Dokimos CLI

Dokimos is a command-line tool for:

discovering plagiarism evidence from free remote sources
optionally comparing against a locally indexed corpus
scoring documents for AI-likeness using stylometric heuristics
emitting either human-readable summaries or structured JSON reports

The Python distribution name is dokimos-cli, but the primary command is dokimos.

What Dokimos Does

Dokimos reads a document, extracts text, splits it into chunks, and can run up to two analyses:

Plagiarism Detection: queries free remote providers, fetches source text where possible, and verifies overlap locally using shingling, Jaccard similarity, and RapidFuzz reranking.
AI-Likeness Scoring: computes stylometric signals that may indicate unusually uniform, repetitive, or templated writing.

Important Caveats

AI-likeness output is heuristic and statistical. It is not proof of AI authorship.
Remote plagiarism coverage depends on what free providers can discover and what source text is publicly accessible.
Paywalled, private, or blocked pages are outside the reach of the free remote backends.
Local indexing is optional and only helps when you have a private corpus you want to compare against.
Short documents produce weaker AI-likeness signals and receive an explicit caveat.

Getting Started

Prerequisites

Python 3.12+
A virtual environment is strongly recommended

Install From This Repository

python -m venv .venv
source .venv/bin/activate
python -m pip install --upgrade pip
pip install -e ".[dev,pdf,docx]"

Optional extras:

pdf installs pymupdf so .pdf files can be read.
docx installs python-docx so .docx files can be read.
If you only need plain text and Markdown, pip install -e ".[dev]" is enough.

Installed Command Names

After installation, these invocation forms are available:

dokimos ...
python -m dokimos ...
dokimos-cli ...

If dokimos is not on your shell path yet, refresh the editable install:

pip install -e .

Run Directly From Source

If you have not installed the package into the environment, run from the repository root:

PYTHONPATH=src python -m dokimos --help

Supported Input Formats

Dokimos currently supports:

.txt
.md
.docx
.pdf

Format support notes:

.txt and .md are read as UTF-8 text.
.docx requires the docx extra.
.pdf requires the pdf extra.

If a dependency is missing, the CLI returns a structured error and exits with status code 1.

Quick Start

Run a full analysis

By default, Dokimos uses the hybrid plagiarism backend.

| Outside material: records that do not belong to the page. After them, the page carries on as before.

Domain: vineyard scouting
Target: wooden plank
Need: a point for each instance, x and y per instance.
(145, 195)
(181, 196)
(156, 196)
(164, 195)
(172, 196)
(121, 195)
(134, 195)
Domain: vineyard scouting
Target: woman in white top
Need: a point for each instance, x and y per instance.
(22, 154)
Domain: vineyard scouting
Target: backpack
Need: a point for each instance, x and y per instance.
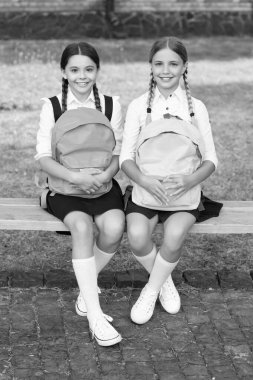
(165, 147)
(82, 140)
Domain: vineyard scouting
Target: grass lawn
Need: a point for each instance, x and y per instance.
(220, 73)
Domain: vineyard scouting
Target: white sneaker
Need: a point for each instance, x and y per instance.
(80, 305)
(143, 308)
(169, 297)
(104, 333)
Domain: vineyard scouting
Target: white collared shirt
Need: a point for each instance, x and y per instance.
(47, 122)
(176, 104)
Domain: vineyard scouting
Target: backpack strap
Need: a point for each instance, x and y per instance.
(108, 107)
(56, 107)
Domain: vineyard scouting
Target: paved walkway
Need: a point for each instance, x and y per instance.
(41, 337)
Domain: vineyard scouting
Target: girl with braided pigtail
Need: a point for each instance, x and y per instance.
(80, 65)
(165, 105)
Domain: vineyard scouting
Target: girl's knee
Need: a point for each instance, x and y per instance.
(173, 241)
(138, 237)
(81, 227)
(114, 228)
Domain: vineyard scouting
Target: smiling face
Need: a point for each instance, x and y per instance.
(81, 73)
(167, 67)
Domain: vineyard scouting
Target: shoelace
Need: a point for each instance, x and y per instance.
(169, 287)
(107, 317)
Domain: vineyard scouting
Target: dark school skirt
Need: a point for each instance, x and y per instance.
(207, 208)
(60, 205)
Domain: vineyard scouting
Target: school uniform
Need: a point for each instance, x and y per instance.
(177, 105)
(60, 205)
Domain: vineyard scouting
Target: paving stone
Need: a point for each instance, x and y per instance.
(112, 368)
(26, 357)
(193, 358)
(196, 315)
(201, 278)
(59, 278)
(218, 311)
(56, 376)
(111, 354)
(4, 334)
(172, 376)
(235, 279)
(212, 297)
(4, 361)
(4, 279)
(28, 374)
(222, 372)
(23, 324)
(54, 356)
(244, 369)
(26, 279)
(123, 279)
(195, 370)
(139, 368)
(43, 338)
(130, 355)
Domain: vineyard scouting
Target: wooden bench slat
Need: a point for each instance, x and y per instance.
(25, 214)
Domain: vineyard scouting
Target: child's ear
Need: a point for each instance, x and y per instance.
(64, 74)
(185, 67)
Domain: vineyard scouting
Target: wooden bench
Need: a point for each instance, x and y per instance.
(236, 217)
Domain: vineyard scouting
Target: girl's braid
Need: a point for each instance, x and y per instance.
(150, 97)
(97, 99)
(188, 94)
(65, 84)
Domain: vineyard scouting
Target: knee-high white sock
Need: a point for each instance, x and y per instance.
(148, 260)
(86, 275)
(160, 272)
(102, 258)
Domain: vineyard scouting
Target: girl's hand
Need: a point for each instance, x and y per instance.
(177, 184)
(103, 177)
(87, 182)
(155, 188)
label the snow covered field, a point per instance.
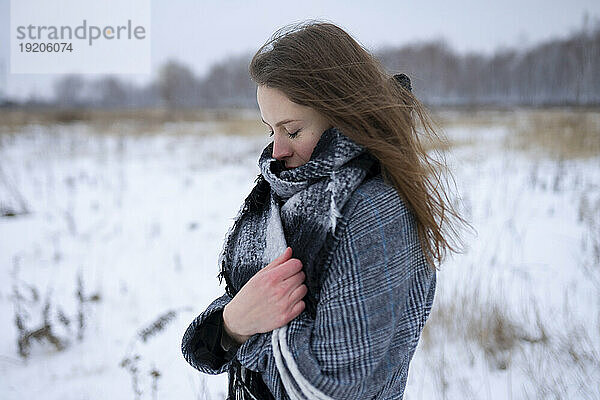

That means:

it queries free remote providers
it also checks a local corpus if you have indexed one
if you have not indexed anything locally, the remote path still runs normally

dokimos analyze essay.txt --format json

Analyze the example PDF

dokimos analyze examples/Research-Paper.pdf --format json

Build a local corpus index

If you want Dokimos to merge remote matches with your own document set, build a corpus index:

dokimos index-sources ./corpus

Typical output:

Scanned 42 file(s) (recursive)
  Indexed: 38
  Skipped: 1
  Up-to-date: 3
  Index: corpus/index.json

Write a report to disk

dokimos analyze essay.txt --json-out reports/essay.json

For command details, see CLI Reference. For environment variables, see Configuration.

CLI Reference

Top-level help:

dokimos --help

Global Options

--log-level TEXT: set log level such as DEBUG, INFO, WARNING, or ERROR
--install-completion: install shell completion
--show-completion: print completion for the current shell
--help: show help and exit

Commands

analyze
plagiarism
ai-check
index-sources

analyze

Runs both Plagiarism Detection and AI-Likeness Scoring unless one is explicitly disabled.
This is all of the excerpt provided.